Saturday, April 21, 2018

Death of a Website

In the summer of 2000, I took a workshop on creating websites. We used Front Page, a program that didn’t make us code directly in HTML, and made it easy to create simple web pages. I was hooked. I created an elaborate teacher website that looked like the computer interface from Star Trek: The Next Generation.

At first, my website was a simple way for students and others to get the handouts that we used in class. I linked the homework calendars, syllabuses, specific assignment sheets, and handouts in HTML form.

Then I realized that I could do far more. I created an FAQ page to address the many parent questions that I had fielded for decades. I took many useful handouts, from grammar and writing to study strategies, research, and public speaking, and put them in a special resources section of the website. I posted my schedule in great detail so students would find it easier to make appointments with me or get in touch.

I speak at several school presentations throughout the year. I talk to seniors and their parents about college essays and freshman parents about responding to progress notices. I took these presentations, my notes on them, and related information and created web pages for them. A few years later, I recorded all of Charles Dicken’s A Tale of Two Cities with explanations and annotations. I posted them on my website.

In short, I put my teacher life on the web for all to see.

Students were not yet carrying around computers during this time. Neither the Chromebook nor the iPad had been released and portable computers were very expensive. However, we had desktop computers throughout the school, and almost every student had access to one at home. Handwritten assignments were becoming rare, and most students produced their work on computer.

I suppose you could call this era Web 1.0. When we started to use tools like turnitin.com, a server to which students upload their work that checks for plagiarism and allows for digital feedback, I needed to make some significant updates to my website. I incorporated Google products into it.  I gave it a makeover.

By this point, my website had several thousand pages, most of which were always accessible. In about fifteen years, I had fully integrated this website and its online resources into the fabric of my teaching.
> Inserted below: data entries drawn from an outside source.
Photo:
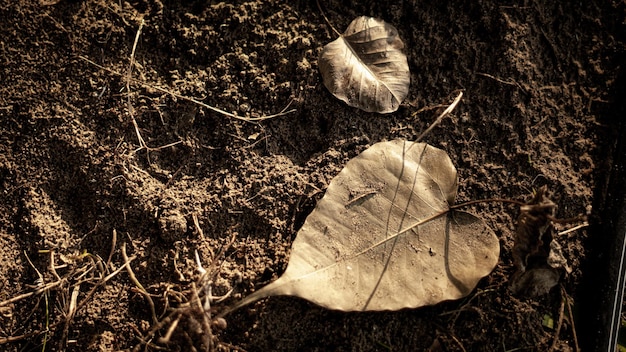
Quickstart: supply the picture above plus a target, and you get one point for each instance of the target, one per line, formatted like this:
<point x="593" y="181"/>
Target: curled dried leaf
<point x="365" y="67"/>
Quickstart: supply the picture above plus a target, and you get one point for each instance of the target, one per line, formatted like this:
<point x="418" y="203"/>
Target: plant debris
<point x="537" y="256"/>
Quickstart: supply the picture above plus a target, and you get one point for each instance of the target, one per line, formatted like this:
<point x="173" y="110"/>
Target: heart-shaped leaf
<point x="384" y="238"/>
<point x="365" y="67"/>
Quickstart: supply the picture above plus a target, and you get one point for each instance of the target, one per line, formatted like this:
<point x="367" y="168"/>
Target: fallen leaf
<point x="365" y="66"/>
<point x="384" y="238"/>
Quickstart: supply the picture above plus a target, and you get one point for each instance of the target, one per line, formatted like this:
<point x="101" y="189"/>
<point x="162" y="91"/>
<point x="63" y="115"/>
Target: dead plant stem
<point x="443" y="114"/>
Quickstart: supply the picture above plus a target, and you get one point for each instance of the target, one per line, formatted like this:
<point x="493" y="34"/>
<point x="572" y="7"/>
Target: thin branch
<point x="443" y="114"/>
<point x="139" y="286"/>
<point x="179" y="96"/>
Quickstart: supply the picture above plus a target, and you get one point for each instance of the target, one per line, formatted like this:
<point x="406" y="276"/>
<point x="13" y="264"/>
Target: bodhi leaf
<point x="365" y="66"/>
<point x="384" y="238"/>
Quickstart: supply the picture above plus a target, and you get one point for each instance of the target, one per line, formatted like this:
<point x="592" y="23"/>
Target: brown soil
<point x="538" y="77"/>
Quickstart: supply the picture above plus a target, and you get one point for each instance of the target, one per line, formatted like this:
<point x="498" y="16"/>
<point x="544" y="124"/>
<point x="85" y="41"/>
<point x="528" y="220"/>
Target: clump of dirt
<point x="537" y="78"/>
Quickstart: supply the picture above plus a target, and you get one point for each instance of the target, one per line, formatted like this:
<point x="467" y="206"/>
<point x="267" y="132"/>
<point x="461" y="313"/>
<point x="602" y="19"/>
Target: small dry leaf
<point x="365" y="67"/>
<point x="383" y="236"/>
<point x="537" y="256"/>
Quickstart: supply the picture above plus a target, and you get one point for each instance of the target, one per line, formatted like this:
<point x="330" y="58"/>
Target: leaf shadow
<point x="452" y="216"/>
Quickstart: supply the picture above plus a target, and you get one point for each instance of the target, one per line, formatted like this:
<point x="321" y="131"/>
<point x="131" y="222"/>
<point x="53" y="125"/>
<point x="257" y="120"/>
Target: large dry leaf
<point x="365" y="67"/>
<point x="375" y="242"/>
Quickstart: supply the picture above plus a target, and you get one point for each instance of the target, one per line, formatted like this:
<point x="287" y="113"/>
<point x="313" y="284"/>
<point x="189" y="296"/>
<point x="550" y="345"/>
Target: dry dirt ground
<point x="92" y="162"/>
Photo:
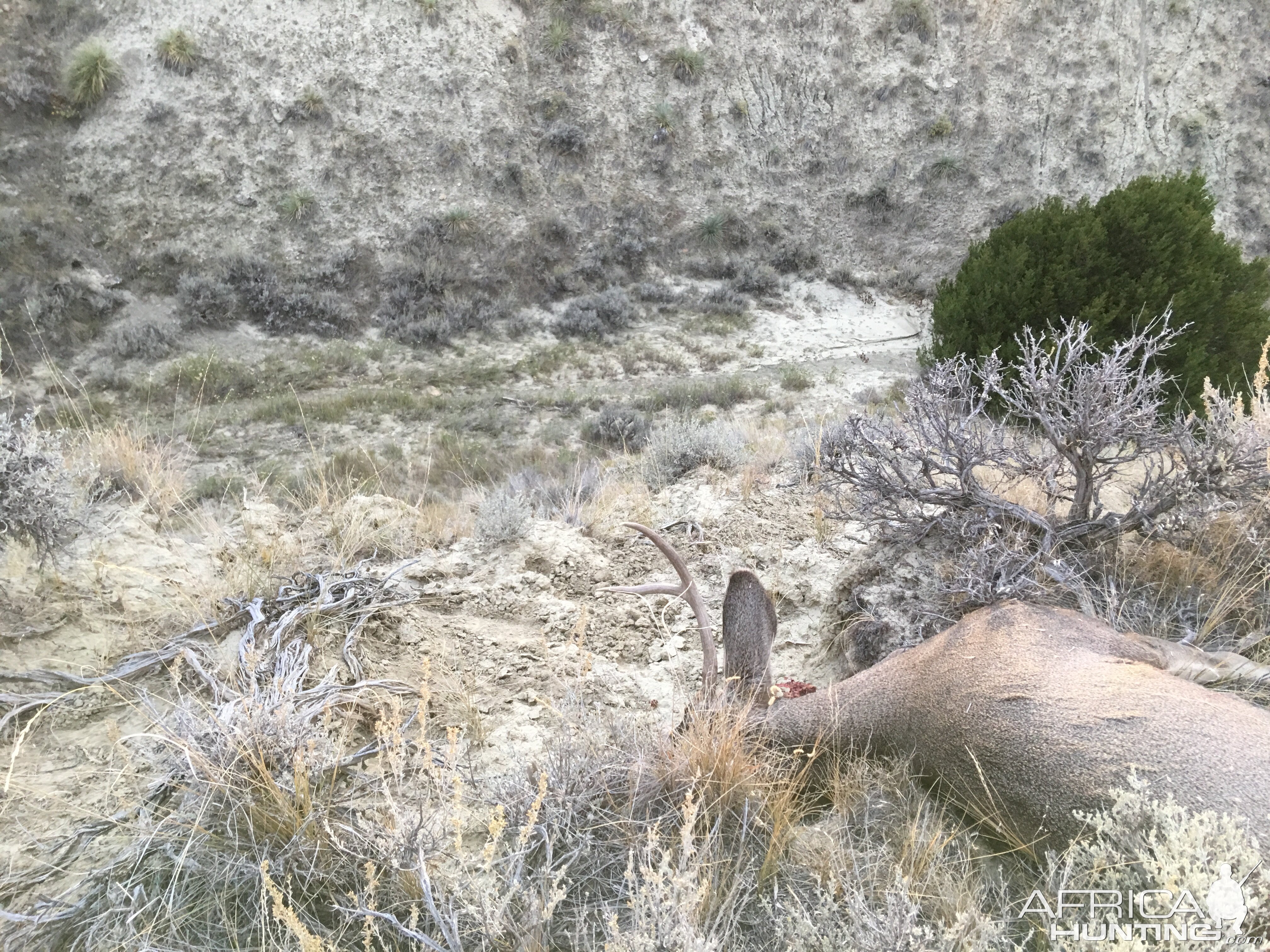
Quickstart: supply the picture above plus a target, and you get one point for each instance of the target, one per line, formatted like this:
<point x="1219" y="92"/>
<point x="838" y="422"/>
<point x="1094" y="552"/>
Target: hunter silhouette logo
<point x="1110" y="916"/>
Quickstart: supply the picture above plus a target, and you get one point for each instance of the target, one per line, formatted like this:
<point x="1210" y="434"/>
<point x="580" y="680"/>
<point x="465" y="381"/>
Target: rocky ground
<point x="507" y="632"/>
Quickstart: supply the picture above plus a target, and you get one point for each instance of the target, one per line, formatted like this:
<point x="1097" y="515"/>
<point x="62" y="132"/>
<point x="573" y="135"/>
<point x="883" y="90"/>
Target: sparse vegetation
<point x="559" y="42"/>
<point x="693" y="394"/>
<point x="758" y="280"/>
<point x="502" y="517"/>
<point x="940" y="129"/>
<point x="145" y="337"/>
<point x="618" y="426"/>
<point x="665" y="118"/>
<point x="678" y="449"/>
<point x="459" y="223"/>
<point x="35" y="487"/>
<point x="91" y="74"/>
<point x="796" y="257"/>
<point x="206" y="303"/>
<point x="724" y="301"/>
<point x="914" y="17"/>
<point x="1091" y="416"/>
<point x="177" y="51"/>
<point x="566" y="139"/>
<point x="945" y="168"/>
<point x="723" y="229"/>
<point x="298" y="205"/>
<point x="310" y="105"/>
<point x="686" y="65"/>
<point x="598" y="315"/>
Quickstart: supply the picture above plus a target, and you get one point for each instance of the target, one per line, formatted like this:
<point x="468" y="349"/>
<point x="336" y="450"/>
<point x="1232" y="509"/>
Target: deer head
<point x="748" y="622"/>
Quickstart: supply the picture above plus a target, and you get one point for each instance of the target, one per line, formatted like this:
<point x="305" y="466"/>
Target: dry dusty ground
<point x="507" y="632"/>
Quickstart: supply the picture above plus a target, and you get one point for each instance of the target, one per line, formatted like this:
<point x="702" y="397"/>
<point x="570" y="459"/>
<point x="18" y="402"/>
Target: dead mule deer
<point x="1020" y="714"/>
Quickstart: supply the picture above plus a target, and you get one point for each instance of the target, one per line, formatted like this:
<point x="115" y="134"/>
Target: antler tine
<point x="686" y="589"/>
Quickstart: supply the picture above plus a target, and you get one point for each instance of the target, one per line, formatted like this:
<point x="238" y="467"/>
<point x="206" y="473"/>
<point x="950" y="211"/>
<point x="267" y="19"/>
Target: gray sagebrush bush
<point x="1145" y="842"/>
<point x="35" y="485"/>
<point x="145" y="338"/>
<point x="598" y="315"/>
<point x="502" y="517"/>
<point x="679" y="449"/>
<point x="553" y="497"/>
<point x="724" y="300"/>
<point x="758" y="280"/>
<point x="205" y="303"/>
<point x="618" y="426"/>
<point x="1060" y="426"/>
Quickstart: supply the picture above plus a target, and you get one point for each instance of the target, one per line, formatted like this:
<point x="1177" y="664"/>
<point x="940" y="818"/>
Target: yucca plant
<point x="663" y="115"/>
<point x="177" y="51"/>
<point x="559" y="41"/>
<point x="686" y="64"/>
<point x="298" y="205"/>
<point x="91" y="74"/>
<point x="310" y="105"/>
<point x="458" y="223"/>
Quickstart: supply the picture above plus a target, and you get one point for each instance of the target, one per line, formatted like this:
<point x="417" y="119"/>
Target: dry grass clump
<point x="35" y="487"/>
<point x="148" y="470"/>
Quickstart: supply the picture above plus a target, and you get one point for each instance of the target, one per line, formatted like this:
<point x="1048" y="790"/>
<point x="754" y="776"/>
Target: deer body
<point x="1020" y="714"/>
<point x="1027" y="714"/>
In the summer of 2015, our district updated its website, and all of a sudden, I could not get to my website and make changes. I called the person in charge and was told that my website had been “legacied.” I almost threw up. I thought I might cry. I explained that this was not a little three-page site with my phone number and email address; it was an integral part of my teaching! I begged not to have it taken away!
 

I was heard. My website was “migrated.” I continued to change the quotation on the front page weekly. I updated it so it had everything students, parents, case managers, and others would need.

After we distributed Chromebooks and kids brought their individual devices to school, the website became a digital blackboard, a powerful way to extend the classroom beyond the walls of the school.

My district is now going to use a learning management system called Schoology next year and it will work as well or better than my old website. Schoology will be one-stop shopping for all learning materials, grades, and school information. It will be better than my old website.

So I am about to voluntarily close it. No one is making me. It is time. It has lived its life and now there are tools that will function more effectively. Mr. Hirsch’s Online Classroom will close after almost eighteen years of service. That’s a long run for technology in the twenty-first century. I don’t know if the old site will still be accessible, but I don’t think that anyone will miss it. It lasted longer than any of my computers.

Who knows how future children will access school information and on what devices? Perhaps I hung on to the old website too long. My goal is always to help develop independent and self-directed learners. My old website helped me do this. I am hopeful that the new system will do this even better. At the end of this school year, my website will truly be officially retired. It is sad, but it is time.